Tout le monde s’entend là-dessus : de la politique, il n’est jamais né qu’une poésie politique misérable. Pour autant, comment a-t-on oublié qu’il est aussi arrivé que la poésie fût politique. Ne le fût pas moins que la pensée, par exemple. Qu’elle le fût même essentiellement.
Des noms ? On partira de ceux de Lautréamont et de Rimbaud. Ils nous permettront en effet de remonter à la Commune de Paris. Pourquoi partir de la Commune de Paris ? Parce que c’est de là que part et c’est là que revient, toujours, l’œuvre de Bernard Noël. Que part et à quoi revient la poésie politique de Bernard Noël. Nous soutiendrons que Bernard Noël est un poète politique. Qu’il l’est et que lui seul, presque, l’est. Jean-Marie Gleize l’a écrit avant moi : « Si je ne craignais les pires malentendus, je dirais volontiers que, parmi tous, parmi nous, Bernard Noël est le poète politique. »
Poète politique. Étrange qualification à laquelle il est sûr que tout le monde ne s’accordera pas. Contre laquelle même on se récriera. Poète du corps, du sexe, ce qu’on voudra… Mais de la politique ! Signe que l’indécence, que l’obscénité se sont déplacées, ont changé de signe. Ou qu’on n’a pas vu que l’indécence, que l’obscénité s’étendaient jusque-là. Plus sûrement encore : qu’elles étaient les mêmes ou qu’elles pouvaient l’être. Et que Bernard Noël a construit son œuvre sur le fait qu’elles l’étaient. Toute son œuvre. Autant y insister, en effet : celle-ci n’est pas ici ou là, accidentellement, politique. Elle l’est de part en part. Au point que c’est ce qui en fait l’unité.

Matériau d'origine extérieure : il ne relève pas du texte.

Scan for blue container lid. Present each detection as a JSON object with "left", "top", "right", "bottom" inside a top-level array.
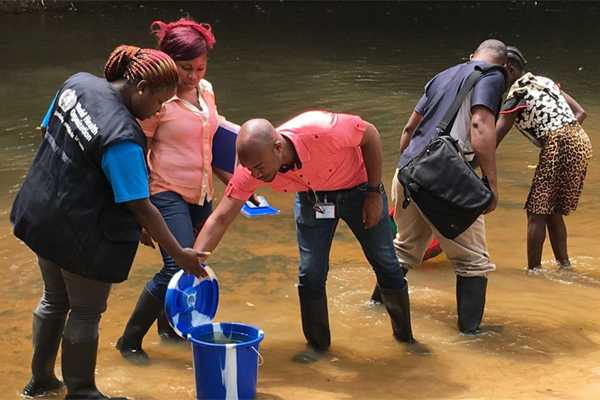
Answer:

On partira donc du Château de Cêne (interdit par la censure du ministère de l’Intérieur de l’époque) et de « L’outrage aux mots », sa forte postface, sa postface violente, par laquelle son auteur se défend contre cette censure. Apparente ou fausse défense. Au contraire d’une défense, une accusation folle. On n’a peut-être pas mesuré ce qui s’y est joué. Le destin de son auteur ? Sans aucun doute (au moins autant que dans Le Château de Cêne). Mais pas seulement. Un destin de la langue aussi. Partant, de la pensée, et de la pensée politique. Qu’on se le représente : Bernard Noël n’y dit pas qu’il est innocent de ce dont on l’accuse (il a trop lu Bataille et Artaud pour savoir comment la littérature est ce qui prend en charge la culpabilité). Moins encore que c’est le censurer qui est coupable (n’importe qui eût fait montre de cette candeur à sa place). Non, il dit : la censure n’est plus le problème. Plus exactement, elle témoigne pour un temps qui n’a plus cours. Elle postule que la langue a en sa charge un sens dont la loi a à dire la règle. Mais c’est témoigner pour un temps disparu. La loi a beau dire quelle règle devrait être celle du sens, elle ne peut pas faire que le sens n’ait pas disparu avec ce temps. Aussi invente-t-il ce mot magnifique pour dire comment les mots ne cessent pas d’être les mêmes quoique le sens qu’ils ont s’est détaché, s’est désorbité de toute règle (histoire, signification, etc.). Pour dire comment nous ne disons plus rien quoique nous croyions dire encore : la sensure.
Au « sens », ainsi qu’il revient à la poésie de le sauver, il restera indéfectiblement fidèle – en quoi il est authentiquement un écrivain. De sa « sensure », à laquelle la politique ne cesse de s’employer, il ne restera pas moins obsessionnellement soucieux – en quoi il deviendra objectivement politique. Un poète politique.
Au mot sensure créé par lui, répond cet autre mot créé par Michel Surya, qui sert de titre à ce livre : polième. Non pas pour désigner une politique du poème (vieux style), mais l’indissociation essentielle ou native de la politique et du poème, de la polis et de la poiesis.
Le Polième (Bernard Noël) est le quatrième volume de la série « Matériologies », que précèdent : L’Imprécation littéraire (Farrago), Mots et Monde de Pierre Guyotat (Farrago), Humanimalités (Éditions Léo Scheer).